Note that PEP 563 semantics allows more efficient implementation. Annotation is just a single constant tuple, not a dict. We already have the efficient implementation for Python 3.10. The efficient implementation in 3.10 can share tuples. If there are hundreds of methods with the same signature, annotation is just a single tuple, not hundreds of tuples. This is very efficient for auto generated codebase. I think this PEP can share the code objects for same signature by removing co_firstlineno information too.
That's very clever! My co_annotations repo was branched from
before this feature was added, and I haven't pulled and merged
recently. So I hadn't seen it.
Additionally, we should include the cost for loading annotations from PYC files, because most annotations are "load once, set once". Loading "simple code object" from pyc files is not so cheap. It may affect importing time of large annotated codebase and memory footprints.
I did some analysis in a separate message. The summary is, the
code object for a single annotation costs us 232 bytes; that
includes the code object itself, the bytestring for the bytecode,
and the bytestring for the lnotab. This grows slowly as you add
new parameters; the code object for ten parameters is 360 bytes.
It seems possible to create a hybrid of these two approaches!
Here's my idea: instead of the compiler storing a code object as
the annotations argument to MAKE_FUNCTION, store a tuple
containing the fields you'd need to recreate the code
object at runtime--bytecode, lnotab, names, consts, etc.

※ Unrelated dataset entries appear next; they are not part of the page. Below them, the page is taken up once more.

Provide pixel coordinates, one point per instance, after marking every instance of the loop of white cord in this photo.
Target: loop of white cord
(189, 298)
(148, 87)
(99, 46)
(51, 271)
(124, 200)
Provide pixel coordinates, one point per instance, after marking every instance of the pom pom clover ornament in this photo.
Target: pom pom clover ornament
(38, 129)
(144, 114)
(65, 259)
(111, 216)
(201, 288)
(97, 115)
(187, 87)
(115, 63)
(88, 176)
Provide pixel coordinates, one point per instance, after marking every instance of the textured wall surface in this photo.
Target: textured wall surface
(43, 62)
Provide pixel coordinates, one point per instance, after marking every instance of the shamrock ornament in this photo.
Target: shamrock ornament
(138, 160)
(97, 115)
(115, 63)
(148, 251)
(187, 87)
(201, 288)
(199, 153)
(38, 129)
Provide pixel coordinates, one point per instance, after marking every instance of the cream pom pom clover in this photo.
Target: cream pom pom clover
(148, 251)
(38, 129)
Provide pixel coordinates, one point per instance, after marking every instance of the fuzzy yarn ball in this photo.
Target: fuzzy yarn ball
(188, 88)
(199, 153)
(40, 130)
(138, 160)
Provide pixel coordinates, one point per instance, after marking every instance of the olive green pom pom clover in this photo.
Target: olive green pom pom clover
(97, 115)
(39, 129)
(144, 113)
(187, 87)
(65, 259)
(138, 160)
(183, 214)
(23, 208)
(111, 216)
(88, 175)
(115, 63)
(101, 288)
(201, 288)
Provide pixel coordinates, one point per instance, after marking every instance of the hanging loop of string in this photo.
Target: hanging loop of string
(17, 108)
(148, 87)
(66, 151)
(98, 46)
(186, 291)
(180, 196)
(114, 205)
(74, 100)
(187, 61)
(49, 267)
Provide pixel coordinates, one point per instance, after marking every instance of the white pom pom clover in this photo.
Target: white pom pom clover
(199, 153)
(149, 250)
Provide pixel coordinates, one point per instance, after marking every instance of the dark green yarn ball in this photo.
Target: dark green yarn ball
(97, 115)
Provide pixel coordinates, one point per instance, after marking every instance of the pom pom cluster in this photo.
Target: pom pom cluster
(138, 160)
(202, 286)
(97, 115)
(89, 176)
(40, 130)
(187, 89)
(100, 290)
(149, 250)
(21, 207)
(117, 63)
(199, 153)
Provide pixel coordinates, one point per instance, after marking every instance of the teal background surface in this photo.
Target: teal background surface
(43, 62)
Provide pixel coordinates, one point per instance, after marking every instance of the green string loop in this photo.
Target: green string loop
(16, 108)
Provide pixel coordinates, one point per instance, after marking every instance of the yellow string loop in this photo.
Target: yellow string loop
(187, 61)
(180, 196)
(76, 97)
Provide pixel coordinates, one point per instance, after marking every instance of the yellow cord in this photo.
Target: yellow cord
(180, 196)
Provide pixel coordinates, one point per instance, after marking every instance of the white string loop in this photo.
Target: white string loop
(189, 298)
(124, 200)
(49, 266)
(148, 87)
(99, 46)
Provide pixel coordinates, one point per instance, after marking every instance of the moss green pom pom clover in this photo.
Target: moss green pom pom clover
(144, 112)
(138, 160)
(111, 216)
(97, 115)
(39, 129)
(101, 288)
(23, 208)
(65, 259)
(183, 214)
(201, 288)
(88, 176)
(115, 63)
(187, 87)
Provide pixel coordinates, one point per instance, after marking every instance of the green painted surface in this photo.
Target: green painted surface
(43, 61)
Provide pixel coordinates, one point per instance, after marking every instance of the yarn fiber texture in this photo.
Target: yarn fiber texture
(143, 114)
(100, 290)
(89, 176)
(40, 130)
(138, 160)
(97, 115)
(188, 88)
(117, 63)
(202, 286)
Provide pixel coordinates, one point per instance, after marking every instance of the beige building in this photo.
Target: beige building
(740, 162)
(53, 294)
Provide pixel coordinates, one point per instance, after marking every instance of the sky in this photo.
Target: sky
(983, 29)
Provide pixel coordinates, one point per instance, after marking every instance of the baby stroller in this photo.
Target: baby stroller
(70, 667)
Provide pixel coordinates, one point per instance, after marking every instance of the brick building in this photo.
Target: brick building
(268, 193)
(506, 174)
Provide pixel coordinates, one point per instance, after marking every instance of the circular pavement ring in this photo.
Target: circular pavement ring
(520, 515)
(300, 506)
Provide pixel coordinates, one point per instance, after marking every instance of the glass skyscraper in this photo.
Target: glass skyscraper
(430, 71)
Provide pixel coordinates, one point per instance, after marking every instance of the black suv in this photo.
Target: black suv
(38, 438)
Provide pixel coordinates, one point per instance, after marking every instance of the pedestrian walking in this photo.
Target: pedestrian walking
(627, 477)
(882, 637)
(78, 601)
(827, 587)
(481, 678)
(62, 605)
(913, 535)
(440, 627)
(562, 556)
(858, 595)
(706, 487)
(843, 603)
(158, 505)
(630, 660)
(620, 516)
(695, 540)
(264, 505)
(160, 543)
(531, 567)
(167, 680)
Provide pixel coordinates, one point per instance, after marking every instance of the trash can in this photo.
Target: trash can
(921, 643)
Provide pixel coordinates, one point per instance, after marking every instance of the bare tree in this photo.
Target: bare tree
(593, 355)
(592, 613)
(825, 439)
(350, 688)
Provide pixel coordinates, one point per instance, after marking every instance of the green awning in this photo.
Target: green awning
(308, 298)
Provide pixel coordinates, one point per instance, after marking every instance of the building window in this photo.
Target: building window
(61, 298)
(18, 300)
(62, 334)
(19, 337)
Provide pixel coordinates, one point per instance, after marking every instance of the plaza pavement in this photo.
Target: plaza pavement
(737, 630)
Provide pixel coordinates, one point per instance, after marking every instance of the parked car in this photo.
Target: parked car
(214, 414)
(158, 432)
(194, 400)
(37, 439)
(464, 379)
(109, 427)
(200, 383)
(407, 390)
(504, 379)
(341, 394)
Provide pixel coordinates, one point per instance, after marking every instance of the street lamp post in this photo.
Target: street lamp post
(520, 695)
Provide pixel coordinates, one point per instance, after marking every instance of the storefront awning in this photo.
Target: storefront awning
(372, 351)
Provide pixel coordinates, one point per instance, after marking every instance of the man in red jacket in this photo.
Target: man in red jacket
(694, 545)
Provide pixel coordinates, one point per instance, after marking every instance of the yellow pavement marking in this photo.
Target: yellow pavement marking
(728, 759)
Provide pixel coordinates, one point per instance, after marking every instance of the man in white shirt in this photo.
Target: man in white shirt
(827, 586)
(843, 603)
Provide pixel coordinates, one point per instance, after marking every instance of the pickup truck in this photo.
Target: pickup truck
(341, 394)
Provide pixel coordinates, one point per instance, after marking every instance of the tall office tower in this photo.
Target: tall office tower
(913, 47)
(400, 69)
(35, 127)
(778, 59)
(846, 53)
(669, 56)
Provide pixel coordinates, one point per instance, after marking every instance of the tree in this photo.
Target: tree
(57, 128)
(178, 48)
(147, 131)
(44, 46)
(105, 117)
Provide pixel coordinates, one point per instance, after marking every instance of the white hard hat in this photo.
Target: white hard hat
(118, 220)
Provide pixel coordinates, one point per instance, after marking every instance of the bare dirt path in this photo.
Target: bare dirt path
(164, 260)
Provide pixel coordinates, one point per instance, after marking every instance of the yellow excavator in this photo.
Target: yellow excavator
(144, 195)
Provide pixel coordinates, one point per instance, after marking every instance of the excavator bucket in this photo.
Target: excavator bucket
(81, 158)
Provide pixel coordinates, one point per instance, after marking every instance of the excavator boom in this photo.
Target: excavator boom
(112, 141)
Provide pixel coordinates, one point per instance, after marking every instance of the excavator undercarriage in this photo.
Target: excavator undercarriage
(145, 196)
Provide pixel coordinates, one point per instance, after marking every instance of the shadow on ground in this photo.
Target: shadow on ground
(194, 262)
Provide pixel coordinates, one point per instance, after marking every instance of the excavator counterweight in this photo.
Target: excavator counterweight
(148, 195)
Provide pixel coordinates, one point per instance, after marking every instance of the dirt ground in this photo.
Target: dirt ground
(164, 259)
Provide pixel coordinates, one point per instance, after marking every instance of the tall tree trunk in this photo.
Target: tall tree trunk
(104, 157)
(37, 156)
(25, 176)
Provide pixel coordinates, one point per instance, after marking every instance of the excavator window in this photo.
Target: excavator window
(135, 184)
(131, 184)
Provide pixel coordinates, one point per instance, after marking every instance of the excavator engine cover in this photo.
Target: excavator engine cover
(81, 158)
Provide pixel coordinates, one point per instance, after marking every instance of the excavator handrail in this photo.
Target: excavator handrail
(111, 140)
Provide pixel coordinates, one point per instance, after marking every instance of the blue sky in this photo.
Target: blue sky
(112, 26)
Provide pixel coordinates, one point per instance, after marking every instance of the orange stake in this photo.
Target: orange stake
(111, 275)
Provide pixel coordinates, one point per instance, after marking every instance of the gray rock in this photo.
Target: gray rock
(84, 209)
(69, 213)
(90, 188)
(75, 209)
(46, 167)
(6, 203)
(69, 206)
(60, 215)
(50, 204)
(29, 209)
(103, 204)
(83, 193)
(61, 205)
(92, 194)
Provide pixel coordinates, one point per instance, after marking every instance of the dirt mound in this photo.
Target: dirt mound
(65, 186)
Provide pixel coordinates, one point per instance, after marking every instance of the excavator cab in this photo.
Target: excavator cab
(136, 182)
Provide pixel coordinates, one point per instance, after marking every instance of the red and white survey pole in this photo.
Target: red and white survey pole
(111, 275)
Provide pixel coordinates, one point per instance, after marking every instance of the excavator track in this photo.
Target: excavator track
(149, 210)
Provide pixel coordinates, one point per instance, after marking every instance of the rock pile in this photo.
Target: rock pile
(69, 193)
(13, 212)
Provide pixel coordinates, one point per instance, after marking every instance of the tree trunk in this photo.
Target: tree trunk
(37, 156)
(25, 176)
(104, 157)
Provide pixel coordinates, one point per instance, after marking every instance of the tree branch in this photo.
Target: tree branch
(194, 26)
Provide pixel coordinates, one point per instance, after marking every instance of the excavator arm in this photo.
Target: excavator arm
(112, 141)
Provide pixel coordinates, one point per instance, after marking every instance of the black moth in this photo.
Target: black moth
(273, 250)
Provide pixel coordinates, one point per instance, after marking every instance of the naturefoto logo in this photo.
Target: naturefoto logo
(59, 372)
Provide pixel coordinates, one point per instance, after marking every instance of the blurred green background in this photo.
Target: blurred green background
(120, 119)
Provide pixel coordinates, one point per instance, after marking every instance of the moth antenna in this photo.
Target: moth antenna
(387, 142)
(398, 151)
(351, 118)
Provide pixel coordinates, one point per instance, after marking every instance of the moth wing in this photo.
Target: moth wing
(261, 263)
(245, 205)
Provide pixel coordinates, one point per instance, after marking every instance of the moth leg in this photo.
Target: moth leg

func_get_annotations would create the code object from that, bind
it to a function object, call it, and return the result. These
code-object-tuples would then be automatically shared in the .pyc
file and at runtime the same way that 3.10 shares the tuples of
stringized annotations today.
That said, I suggest PEP 649's memory consumption isn't an urgent consideration in choosing to accept or reject it. PEP 649 is competitive in terms of startup time and memory usage with PEP 563, and PEP 563 was accepted and shipped with several versions of Python.